Monday, March 2, 2009


This morning we came together again after a weekend with host families. Many students were treated to special events like barbecue restaurants and Chinese opera, and others were fortunate to be folded right into family life as a part of the family – foot massages, shopping, ice skating, hiking in the mountains, even a memorial service for a family member. We have been the recipients of such a tremendous outpouring of kindness from everyone. Grandmothers have doted on us, clothes have been washed, special meals prepared, lunches packed every day, it is difficult to imagine that just one week ago these people were all strangers to us!

First thing this morning we headed north to the Dujiangyan Irrigation System, about an hour’s drive from school. A twenty seven hundred year old engineering marvel, the system was created to send water to Chengdu by diverting a river. In order to do this, a mountain was moved. The mountain was removed by setting the trees of it ablaze, and then pouring cold water on the heated, scorched earth. The cold water shattered the stones so they could be moved. This process took place many years before the invention of gunpowder. The shattered rocks were then removed to create a channel, and the rocks were moved to create an island. The water can be diverted seasonally through a system of weirs made of bamboo strips which incase stones. The system works perfectly to this day and the water is diverted for agriculture annually on April 5th of every year. To say that the mind boggles at this ancient achievement is an understatement. The system is so magnificent that the river’s bed, which was modified by human labor, cleans itself of debris, silt and sediment as it moves toward Chengdu. The system also withstood last year’s earthquake, although several ancient buildings at the site did not. They are under repair. It was sobering to see many broken buildings and many cracks in structures in that area from the earthquake. Many buildings are slated for demolition, and the inhabitants are living in temporary shelters that were described to us as “cold in winter, hot in summer.”
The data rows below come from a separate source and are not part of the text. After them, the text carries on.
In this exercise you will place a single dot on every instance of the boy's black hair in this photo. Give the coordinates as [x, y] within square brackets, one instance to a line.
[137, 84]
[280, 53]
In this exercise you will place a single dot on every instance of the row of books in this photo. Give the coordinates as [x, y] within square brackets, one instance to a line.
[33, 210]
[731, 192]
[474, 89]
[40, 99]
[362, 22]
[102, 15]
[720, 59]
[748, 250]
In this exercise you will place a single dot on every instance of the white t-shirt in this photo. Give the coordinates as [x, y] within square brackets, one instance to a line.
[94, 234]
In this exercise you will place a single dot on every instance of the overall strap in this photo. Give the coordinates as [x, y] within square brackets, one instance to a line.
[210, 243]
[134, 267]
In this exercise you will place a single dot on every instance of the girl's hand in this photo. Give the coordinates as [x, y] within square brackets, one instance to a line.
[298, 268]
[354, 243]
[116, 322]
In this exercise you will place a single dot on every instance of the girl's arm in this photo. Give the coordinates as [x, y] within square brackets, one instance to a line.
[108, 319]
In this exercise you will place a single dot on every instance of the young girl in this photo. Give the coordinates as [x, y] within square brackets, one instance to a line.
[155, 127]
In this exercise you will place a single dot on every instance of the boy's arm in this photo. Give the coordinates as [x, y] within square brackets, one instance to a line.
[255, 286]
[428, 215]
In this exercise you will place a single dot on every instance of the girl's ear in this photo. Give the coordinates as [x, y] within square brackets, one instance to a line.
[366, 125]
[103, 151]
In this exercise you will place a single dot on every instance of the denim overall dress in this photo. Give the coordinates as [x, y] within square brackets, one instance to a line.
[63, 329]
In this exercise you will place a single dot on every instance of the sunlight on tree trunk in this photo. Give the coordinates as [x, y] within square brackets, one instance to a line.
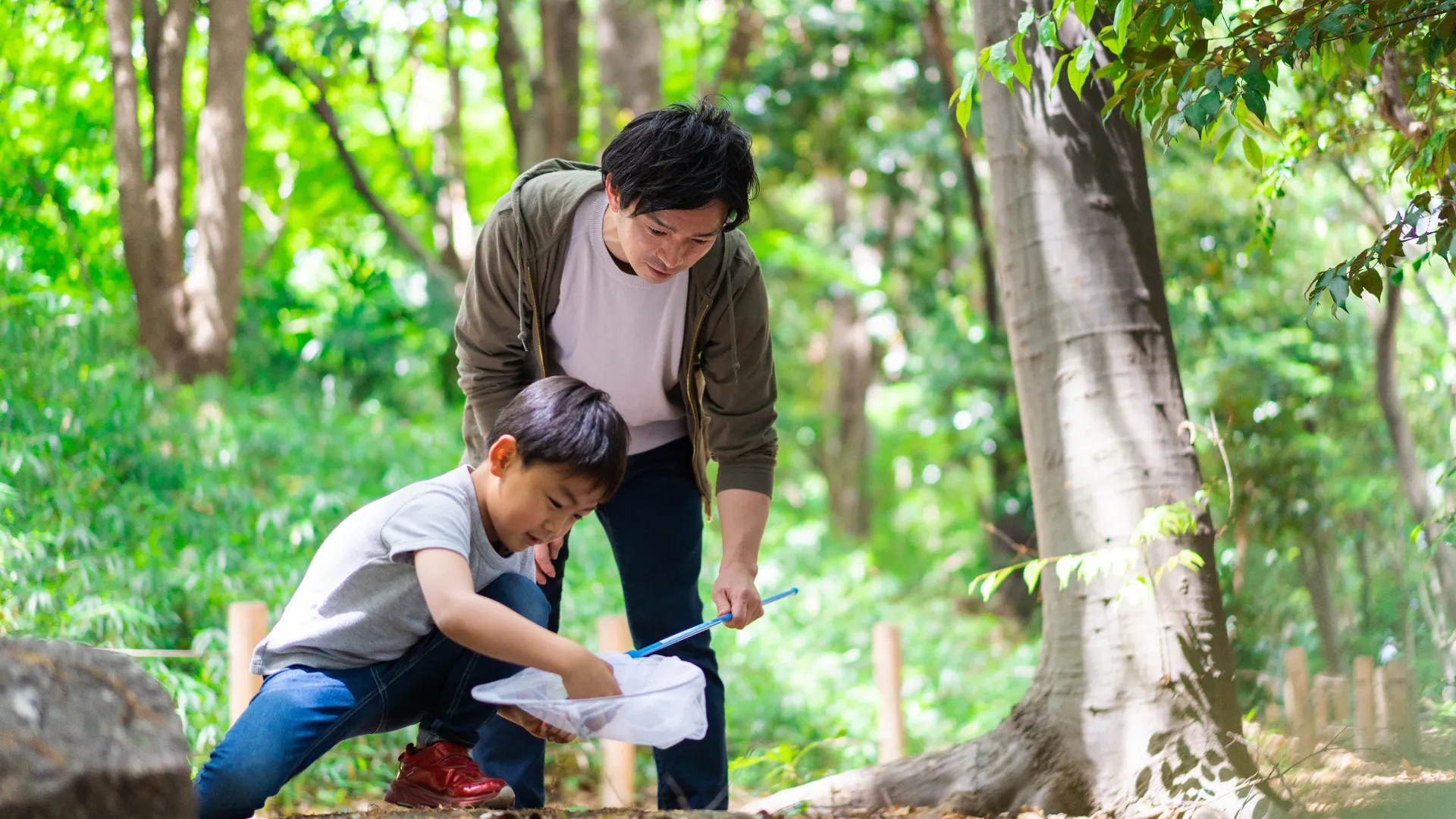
[1133, 703]
[185, 318]
[628, 63]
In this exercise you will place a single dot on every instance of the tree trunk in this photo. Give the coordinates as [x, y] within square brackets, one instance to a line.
[1133, 704]
[1442, 611]
[628, 63]
[1312, 566]
[221, 134]
[184, 319]
[851, 365]
[549, 126]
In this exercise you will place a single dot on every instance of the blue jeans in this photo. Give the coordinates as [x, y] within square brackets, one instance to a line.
[302, 713]
[655, 528]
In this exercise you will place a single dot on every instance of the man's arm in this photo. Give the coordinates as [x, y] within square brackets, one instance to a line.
[742, 515]
[494, 363]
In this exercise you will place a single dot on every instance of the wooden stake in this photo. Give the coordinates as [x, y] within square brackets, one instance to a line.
[618, 758]
[1366, 733]
[1321, 695]
[886, 649]
[1400, 701]
[1298, 707]
[246, 627]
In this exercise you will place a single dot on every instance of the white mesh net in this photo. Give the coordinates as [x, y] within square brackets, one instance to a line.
[661, 701]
We ate lunch nearby at a restaurant along the river. The students quickly made the connection between the vegetables and livestock on display outside the restaurant and lunch itself.

After lunch we returned to Chengdu to visit the Jinsha Site Museum. In 2001 a construction company was excavating a site for a new building when it unearthed an astonishing number of gold, bronze, jade and elephant tusks in a previously unknown encampment, dating back at least three thousand years. The museum sits on this site, and you can walk among the excavations, and walk above many components be walking on glass floors. The museum opened last year, and it is elegant and informative. Our English speaking guide was very helpful.
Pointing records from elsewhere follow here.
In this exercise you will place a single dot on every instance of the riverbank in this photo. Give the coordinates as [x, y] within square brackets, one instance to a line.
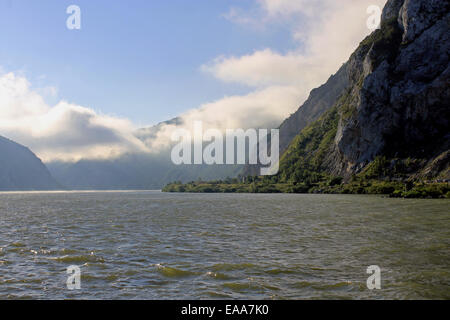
[392, 189]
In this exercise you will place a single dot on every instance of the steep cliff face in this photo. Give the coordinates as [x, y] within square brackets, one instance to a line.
[396, 104]
[20, 169]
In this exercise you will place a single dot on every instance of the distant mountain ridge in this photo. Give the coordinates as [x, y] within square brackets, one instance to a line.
[21, 170]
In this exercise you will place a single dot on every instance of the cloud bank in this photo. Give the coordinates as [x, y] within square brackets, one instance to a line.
[65, 131]
[325, 33]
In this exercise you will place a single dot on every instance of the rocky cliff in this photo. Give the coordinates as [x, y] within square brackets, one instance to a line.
[20, 169]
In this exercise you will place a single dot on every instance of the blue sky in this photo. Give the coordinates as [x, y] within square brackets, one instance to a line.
[81, 94]
[136, 59]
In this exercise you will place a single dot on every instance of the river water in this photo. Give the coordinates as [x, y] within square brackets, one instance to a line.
[152, 245]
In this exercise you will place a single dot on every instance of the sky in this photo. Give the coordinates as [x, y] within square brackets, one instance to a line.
[71, 94]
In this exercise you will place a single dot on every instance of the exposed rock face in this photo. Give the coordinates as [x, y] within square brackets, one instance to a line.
[319, 101]
[401, 89]
[20, 169]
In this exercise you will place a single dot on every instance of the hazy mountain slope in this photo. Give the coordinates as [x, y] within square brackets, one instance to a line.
[20, 169]
[396, 107]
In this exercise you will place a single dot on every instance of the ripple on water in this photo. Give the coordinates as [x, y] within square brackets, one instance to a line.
[171, 272]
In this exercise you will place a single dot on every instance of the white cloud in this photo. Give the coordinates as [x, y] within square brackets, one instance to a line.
[326, 31]
[62, 132]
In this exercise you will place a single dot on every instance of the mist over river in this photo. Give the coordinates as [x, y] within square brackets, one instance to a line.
[153, 245]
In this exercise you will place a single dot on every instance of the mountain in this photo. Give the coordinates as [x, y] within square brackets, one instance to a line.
[397, 104]
[20, 169]
[380, 124]
[136, 171]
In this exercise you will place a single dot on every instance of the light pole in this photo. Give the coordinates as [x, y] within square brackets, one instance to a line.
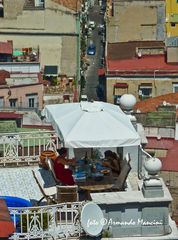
[154, 76]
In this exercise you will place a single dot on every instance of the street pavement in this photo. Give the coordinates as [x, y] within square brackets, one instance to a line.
[92, 71]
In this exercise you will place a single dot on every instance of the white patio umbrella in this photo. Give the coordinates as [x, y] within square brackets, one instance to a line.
[91, 124]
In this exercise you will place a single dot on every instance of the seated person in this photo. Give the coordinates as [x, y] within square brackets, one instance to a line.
[112, 161]
[64, 175]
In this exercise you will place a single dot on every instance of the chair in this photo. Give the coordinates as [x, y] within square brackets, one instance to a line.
[67, 194]
[121, 179]
[49, 193]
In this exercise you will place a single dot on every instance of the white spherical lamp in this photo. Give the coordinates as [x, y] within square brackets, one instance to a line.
[153, 165]
[127, 101]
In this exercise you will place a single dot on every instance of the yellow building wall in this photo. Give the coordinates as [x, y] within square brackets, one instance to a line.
[159, 87]
[171, 8]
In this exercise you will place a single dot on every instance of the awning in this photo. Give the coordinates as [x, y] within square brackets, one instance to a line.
[121, 85]
[17, 53]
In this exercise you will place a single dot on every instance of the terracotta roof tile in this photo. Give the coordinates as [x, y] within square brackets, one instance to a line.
[145, 63]
[6, 47]
[151, 104]
[170, 162]
[71, 4]
[163, 143]
[127, 50]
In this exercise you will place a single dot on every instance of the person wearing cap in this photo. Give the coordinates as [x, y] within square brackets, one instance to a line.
[64, 175]
[112, 161]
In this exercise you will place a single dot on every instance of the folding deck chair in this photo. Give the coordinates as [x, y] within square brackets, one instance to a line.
[49, 193]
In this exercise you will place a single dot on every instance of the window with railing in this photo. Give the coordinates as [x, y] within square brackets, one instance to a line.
[32, 99]
[13, 102]
[118, 90]
[145, 91]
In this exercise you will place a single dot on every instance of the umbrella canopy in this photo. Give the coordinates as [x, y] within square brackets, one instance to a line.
[91, 124]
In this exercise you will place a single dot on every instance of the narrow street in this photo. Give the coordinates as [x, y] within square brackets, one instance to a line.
[92, 71]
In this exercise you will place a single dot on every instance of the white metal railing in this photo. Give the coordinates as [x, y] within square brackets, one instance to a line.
[26, 147]
[61, 221]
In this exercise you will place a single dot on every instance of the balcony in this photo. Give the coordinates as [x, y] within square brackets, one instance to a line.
[19, 154]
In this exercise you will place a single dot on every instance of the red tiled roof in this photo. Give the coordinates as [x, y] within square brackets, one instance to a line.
[144, 63]
[170, 162]
[71, 4]
[10, 115]
[163, 143]
[150, 105]
[127, 50]
[6, 47]
[3, 75]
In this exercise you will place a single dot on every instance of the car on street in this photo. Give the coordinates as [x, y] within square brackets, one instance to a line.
[91, 50]
[92, 24]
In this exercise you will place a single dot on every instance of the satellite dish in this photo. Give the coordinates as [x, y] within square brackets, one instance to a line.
[91, 219]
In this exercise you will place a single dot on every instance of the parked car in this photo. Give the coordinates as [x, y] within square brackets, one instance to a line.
[91, 24]
[91, 50]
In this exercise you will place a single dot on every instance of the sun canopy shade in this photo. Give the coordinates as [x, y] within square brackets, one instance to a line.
[91, 124]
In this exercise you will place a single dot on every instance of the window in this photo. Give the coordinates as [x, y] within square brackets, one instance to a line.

We returned to school and participated in English Corner, a weekly meeting where students test their English speaking skills by speaking with one another for about an hour. We were the distinguished guests- you might say the experts from out of town. We were very popular! We were mobbed with friendly students who asked us questions like “Have you forgiven Michael Phelps for his indiscretion with drugs?” and “Have you seen High School Musical?” and “What is your opinion of Chinese education?” and “Has the economic downturn effected you personally?” and “What is your favorite movie?” Having your photo taken with us was very, very popular!
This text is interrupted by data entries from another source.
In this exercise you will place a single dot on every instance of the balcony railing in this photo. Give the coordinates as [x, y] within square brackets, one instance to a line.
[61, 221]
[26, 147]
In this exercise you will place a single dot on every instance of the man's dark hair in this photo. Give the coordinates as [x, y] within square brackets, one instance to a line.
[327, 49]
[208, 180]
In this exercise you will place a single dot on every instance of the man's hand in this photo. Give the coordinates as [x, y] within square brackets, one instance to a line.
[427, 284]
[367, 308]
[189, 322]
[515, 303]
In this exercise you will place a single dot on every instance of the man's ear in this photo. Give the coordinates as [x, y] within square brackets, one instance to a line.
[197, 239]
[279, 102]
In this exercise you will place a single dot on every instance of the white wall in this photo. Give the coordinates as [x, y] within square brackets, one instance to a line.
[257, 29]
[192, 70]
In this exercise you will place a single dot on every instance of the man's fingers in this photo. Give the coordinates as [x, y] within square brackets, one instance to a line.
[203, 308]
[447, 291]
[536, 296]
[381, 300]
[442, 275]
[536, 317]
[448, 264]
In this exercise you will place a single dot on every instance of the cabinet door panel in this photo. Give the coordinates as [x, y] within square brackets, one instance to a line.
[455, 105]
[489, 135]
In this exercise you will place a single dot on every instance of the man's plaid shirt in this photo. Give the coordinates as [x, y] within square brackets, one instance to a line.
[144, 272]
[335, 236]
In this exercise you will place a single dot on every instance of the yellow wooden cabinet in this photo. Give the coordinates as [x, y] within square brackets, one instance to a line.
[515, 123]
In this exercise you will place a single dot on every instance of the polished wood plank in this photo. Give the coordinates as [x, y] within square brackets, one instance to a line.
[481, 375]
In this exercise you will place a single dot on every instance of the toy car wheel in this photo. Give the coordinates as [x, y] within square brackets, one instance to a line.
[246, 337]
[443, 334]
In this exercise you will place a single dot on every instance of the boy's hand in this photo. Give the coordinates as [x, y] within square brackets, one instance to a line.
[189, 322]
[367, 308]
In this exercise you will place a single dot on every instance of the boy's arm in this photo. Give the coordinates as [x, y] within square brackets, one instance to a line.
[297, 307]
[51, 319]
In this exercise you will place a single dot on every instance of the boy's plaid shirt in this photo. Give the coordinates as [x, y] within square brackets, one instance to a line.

We ended the day with a delicious farewell dinner with our host students, and then back to host homes to pack. We are meeting at the airport tomorrow to head to Beijing, and then back to the US. It has been a wonderful journey, and we have learned so much about this place and one another, and Mr. Baker and I would go anywhere at any time with Tutu, Stephanie, Zach, Nick, Ben, Alex, Izzie, JaMin, Jonathan, Will, Marguerite, Nicole and Mitchell!